Deterministic linking and linkage keysCreating a linkage key
An example of deterministic linking using a linkage key
Deterministic linking involves the exact matching of information on different records across the datasets being combined for a linking project.
The simplest form of deterministic linking uses a unique identifier, such as an Australian Business Number or a social security number, to determine if the records refer to the same entity. (An entity may be a person, household, organisation or locality.)
This is also called ‘exact linking’ because the identifier either matches or does not match. This means that if the unique identifier contains any errors, the matches will not be found because the identifiers must be identical on all the datasets being linked.
If it is the case that the unique identifiers may be unreliable for linking purposes, there are a number of other options available. One is to instead use probabilistic linking – see Sheet 4.
Other possible approaches include variations of deterministic linking, such as ‘stepwise deterministic linking’ and ‘rules-based linking’. These techniques use other information on the records to overcome deficiencies in the quality of the unique identifier.

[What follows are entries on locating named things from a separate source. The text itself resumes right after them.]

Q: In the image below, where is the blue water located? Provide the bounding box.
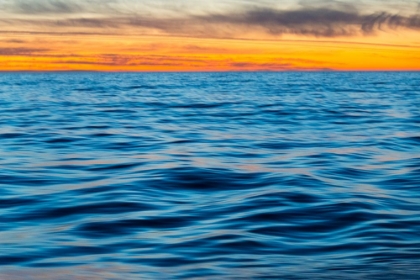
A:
[0,73,420,280]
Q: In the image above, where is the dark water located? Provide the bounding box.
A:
[0,73,420,280]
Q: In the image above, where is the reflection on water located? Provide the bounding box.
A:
[0,73,420,280]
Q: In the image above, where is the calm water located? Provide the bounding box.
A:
[0,73,420,280]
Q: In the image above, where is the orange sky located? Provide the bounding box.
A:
[0,0,420,71]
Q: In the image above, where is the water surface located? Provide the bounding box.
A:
[0,73,420,279]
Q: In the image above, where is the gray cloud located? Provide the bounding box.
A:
[3,3,420,38]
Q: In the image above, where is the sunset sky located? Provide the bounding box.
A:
[0,0,420,71]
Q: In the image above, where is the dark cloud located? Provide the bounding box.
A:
[10,0,85,14]
[3,3,420,38]
[192,8,420,37]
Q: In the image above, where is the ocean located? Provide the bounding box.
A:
[0,72,420,280]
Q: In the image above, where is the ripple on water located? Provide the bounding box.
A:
[0,73,420,279]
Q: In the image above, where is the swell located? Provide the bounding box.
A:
[0,73,420,279]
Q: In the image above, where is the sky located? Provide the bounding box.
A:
[0,0,420,71]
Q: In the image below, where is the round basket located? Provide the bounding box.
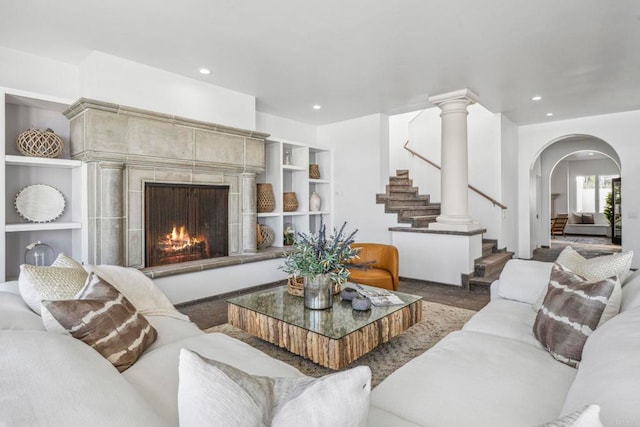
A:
[309,164,320,179]
[282,193,298,212]
[256,184,276,212]
[287,277,304,297]
[16,129,64,157]
[256,224,276,249]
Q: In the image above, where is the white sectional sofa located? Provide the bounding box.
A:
[0,260,640,427]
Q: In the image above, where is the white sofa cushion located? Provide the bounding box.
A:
[543,405,602,427]
[0,331,171,427]
[0,291,45,331]
[371,332,584,427]
[562,309,640,426]
[462,299,542,349]
[498,259,553,304]
[178,348,371,427]
[122,333,303,425]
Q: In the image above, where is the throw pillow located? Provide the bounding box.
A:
[582,214,594,224]
[42,274,157,372]
[178,348,371,427]
[543,405,602,427]
[533,264,619,367]
[51,252,84,269]
[18,264,87,314]
[556,246,633,281]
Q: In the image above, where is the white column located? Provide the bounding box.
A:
[429,89,480,231]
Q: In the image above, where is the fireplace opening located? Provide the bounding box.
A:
[144,183,229,267]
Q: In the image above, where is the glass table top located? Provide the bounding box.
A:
[227,286,422,339]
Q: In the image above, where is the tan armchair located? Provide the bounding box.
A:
[349,243,400,291]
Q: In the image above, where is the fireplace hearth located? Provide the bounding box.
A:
[144,183,229,267]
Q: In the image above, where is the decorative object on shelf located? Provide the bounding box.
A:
[14,184,66,222]
[309,191,321,212]
[309,164,320,179]
[282,192,298,212]
[351,295,371,311]
[256,224,276,249]
[287,276,304,297]
[24,240,55,267]
[283,223,296,246]
[257,183,276,213]
[281,217,358,309]
[340,288,358,301]
[16,129,64,157]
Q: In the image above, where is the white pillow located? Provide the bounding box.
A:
[544,405,602,427]
[87,265,189,320]
[18,264,87,314]
[498,259,553,304]
[178,348,371,427]
[556,246,633,281]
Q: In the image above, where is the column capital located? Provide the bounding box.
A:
[428,88,480,107]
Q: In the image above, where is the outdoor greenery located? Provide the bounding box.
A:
[281,219,359,284]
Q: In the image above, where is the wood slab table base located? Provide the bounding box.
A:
[228,291,422,370]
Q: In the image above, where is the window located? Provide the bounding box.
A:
[576,175,618,212]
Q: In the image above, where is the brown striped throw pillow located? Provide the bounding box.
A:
[533,264,618,367]
[42,274,157,372]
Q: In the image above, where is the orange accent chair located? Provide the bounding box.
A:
[349,243,400,291]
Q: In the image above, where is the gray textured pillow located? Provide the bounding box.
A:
[42,274,157,372]
[178,348,371,427]
[533,264,619,367]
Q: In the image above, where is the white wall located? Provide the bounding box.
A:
[0,47,80,99]
[256,111,318,146]
[318,114,396,243]
[518,111,640,268]
[498,116,518,251]
[80,52,256,129]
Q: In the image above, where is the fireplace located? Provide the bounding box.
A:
[144,183,229,267]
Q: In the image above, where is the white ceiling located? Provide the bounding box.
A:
[0,0,640,125]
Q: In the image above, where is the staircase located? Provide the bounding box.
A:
[376,170,513,292]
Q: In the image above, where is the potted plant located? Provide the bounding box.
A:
[281,217,358,309]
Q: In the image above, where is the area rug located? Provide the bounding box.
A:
[206,301,476,387]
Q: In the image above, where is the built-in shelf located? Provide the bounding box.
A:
[257,139,332,247]
[4,222,82,233]
[5,154,82,169]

For more information, see the references on this sheet.
If a unique identifier is not available, or is not of sufficient quality, it is possible to create a proxy, often referred to as a linkage key.
A linkage key is a code created using a combination of identifying information on each record, such as name, address and date of birth (see Table 1 for an example).
The linkage key usually replaces identifiers on the linked record. If the records in the linked dataset are de-identified (by removing name and address), this helps to protect the identity of the people or organisations in the new dataset.
However, this does not necessarily ensure privacy protection. Even without name and address it may still be possible to recognise a person or organisation, through a set of unusual characteristics in the linked dataset. For example, small-area data (e.g., a suburb) showing a 17-year-old widow with four children could be recognisable to someone living in that area. Therefore, further confidentiality techniques need to be applied before releasing the data.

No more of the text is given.